The forecast warm and sunny weather (which at the time when I booked the osprey hide had been due yesterday) arrived overnight, and I got up to an absolutely glorious day. For the past few weeks almost everyone I know has been complaining about the lateness of spring, and today it felt rather as though the year had decided to put on a spurt and catch up with itself, by missing out spring altogether and sliding directly from winter into summer.

R suggested a cheese scone walk around Croome, and with the schools now back at work I was more than happy to agree. Unusually, my walk was longer than R's: at the end of our normal circuit around the park he swung back to the café, while I turned and went back down the hill to take a look at the Snape and Lickmoor wetlands. These heavily reeded ponds are listed as good birding sites, but before today I hadn't actually seen a single bird at either one. Today though I spotted a grey heron standing among the reeds at the far side of the larger pool, so I stopped, focused my lens on it and waited for it to do something vaguely interesting.

After a long minute it still hadn't moved a muscle and there'd been no visible movement of its feathers, and it suddenly occurred to me that it might be a plastic decoy, placed there to deter some other kind of bird (I know from having once had a garden pond that they're no deterrent at all to other herons). Feeling slightly foolish, but knowing that if it was a living heron it would certainly take off if I marched towards it, I cautiously tiptoed round the edge of the pool; and I'd closed the distance between us from maybe thirty metres to about five when I saw a fractional movement of its neck.

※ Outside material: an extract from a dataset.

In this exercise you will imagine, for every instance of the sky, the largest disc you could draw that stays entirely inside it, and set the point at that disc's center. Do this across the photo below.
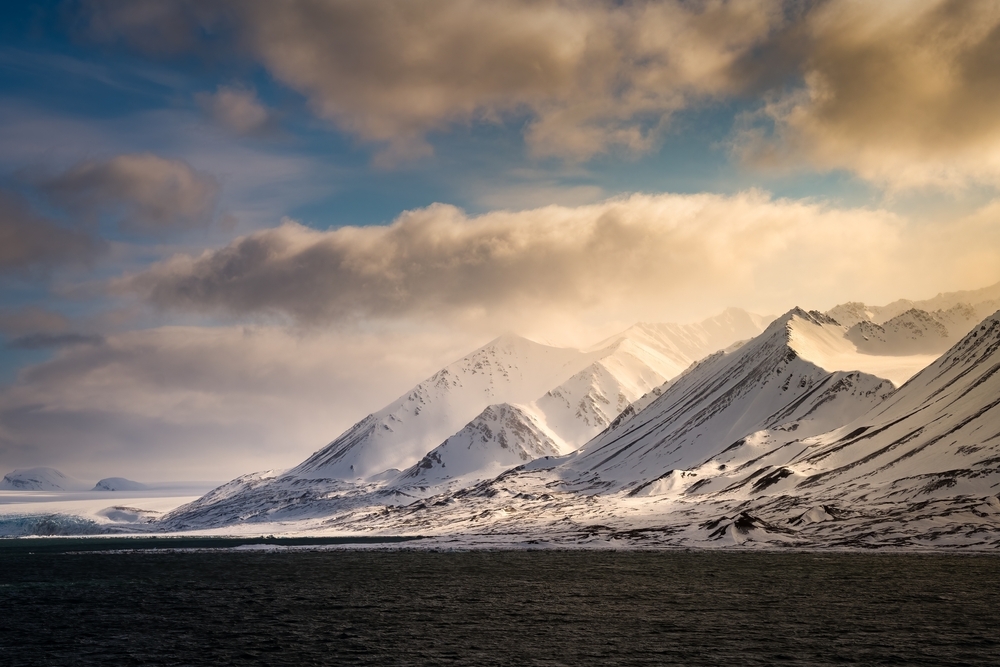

I had to move on a little further to get a reasonable sight line for a photo, and by the time I took this the heron had spotted me and changed its stance - I think it was weighing up the potential threat from the human with not wanting to abandon whatever it had been stalking in the pool. Shortly after this it lost its nerve and took off, but only went a couple of hundred metres away, landing on a grassy slope and shaking itself out in seeming annoyance. Feeling slightly guilty (and by now very hot and sticky) I trudged away, back up the hill to join R, and left it in possession of the wetland.